2 Estudo de coorte: Um estudo de coorte é realizado para verificar se indivíduos expostos a um determinado fator apresentam, em relação aos indivíduos não expostos, uma maior propensão a desenvolver uma determinada doença. Um estudo de coorte é constituído, em seu início, de um grupo de indivíduos, denominada coorte, em que todos estão livres da doença sob investigação. Os indivíduos dessa coorte são classificados em expostos e não-expostos ao fator de interesse, obtendo-se assim dois grupos (ou duas coortes de comparação). Essas coortes serão observadas por um período de tempo, verificando-se quais indivíduos desenvolvem a doença em questão. Os indivíduos expostos e não-expostos devem ser comparáveis, ou seja, semelhantes quanto aos demais fatores, que não o de interesse, para que as conclusões obtidas sejam confiáveis.
3 Prospectivo: 1. Relativo ao futuro. 2. Suposto, possível; esperado. 3. Relativo à preparação e/ou à previsão do futuro quanto à economia, à tecnologia, ao plano social etc. 4. Em geologia, é relativo à prospecção.
4 Coorte: Grupo de indivíduos que têm algo em comum ao serem reunidos e que são observados por um determinado período de tempo para que se possa avaliar o que ocorre com eles. É importante que todos os indivíduos sejam observados por todo o período de seguimento, já que informações de uma coorte incompleta podem distorcer o verdadeiro estado das coisas.

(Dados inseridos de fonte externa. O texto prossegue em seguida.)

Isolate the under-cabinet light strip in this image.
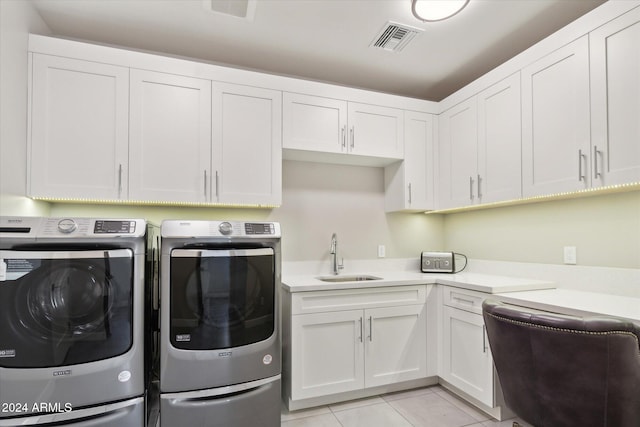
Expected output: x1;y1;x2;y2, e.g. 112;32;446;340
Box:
31;196;280;209
424;182;640;214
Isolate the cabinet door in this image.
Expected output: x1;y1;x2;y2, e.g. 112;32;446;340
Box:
291;310;364;400
384;111;434;212
476;73;522;203
213;82;282;205
282;92;347;153
29;54;129;200
522;36;591;197
442;306;494;407
438;97;478;208
348;102;404;159
589;8;640;186
364;305;427;387
129;69;211;203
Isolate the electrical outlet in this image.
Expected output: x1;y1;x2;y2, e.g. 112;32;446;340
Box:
564;246;578;264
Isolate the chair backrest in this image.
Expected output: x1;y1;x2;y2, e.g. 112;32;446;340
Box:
482;300;640;427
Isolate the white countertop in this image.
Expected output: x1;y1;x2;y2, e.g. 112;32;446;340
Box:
496;289;640;322
282;271;555;294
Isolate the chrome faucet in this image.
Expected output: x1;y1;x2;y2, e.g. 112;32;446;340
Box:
329;233;344;274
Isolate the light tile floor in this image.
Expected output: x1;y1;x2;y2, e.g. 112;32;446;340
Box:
281;386;531;427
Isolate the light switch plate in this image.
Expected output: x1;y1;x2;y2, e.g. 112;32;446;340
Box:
564;246;578;264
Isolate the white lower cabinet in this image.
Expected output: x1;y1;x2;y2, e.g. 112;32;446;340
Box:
291;310;364;399
284;285;427;401
440;287;495;407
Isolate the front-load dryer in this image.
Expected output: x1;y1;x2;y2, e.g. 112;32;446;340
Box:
159;220;281;427
0;217;155;427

Por outro lado, o período de tempo em que os indivíduos serão observados deve ser significativo na história natural da doença em questão, para que haja tempo suficiente do risco se manifestar.
5 Comorbidade: Coexistência de transtornos ou doenças.
6 Hipertensão: Condição presente quando o sangue flui através dos vasos com força maior que a normal. Também chamada de pressão alta. Hipertensão pode causar esforço cardíaco, dano aos vasos sangüíneos e aumento do risco de um ataque cardíaco, derrame ou acidente vascular cerebral, além de problemas renais e morte.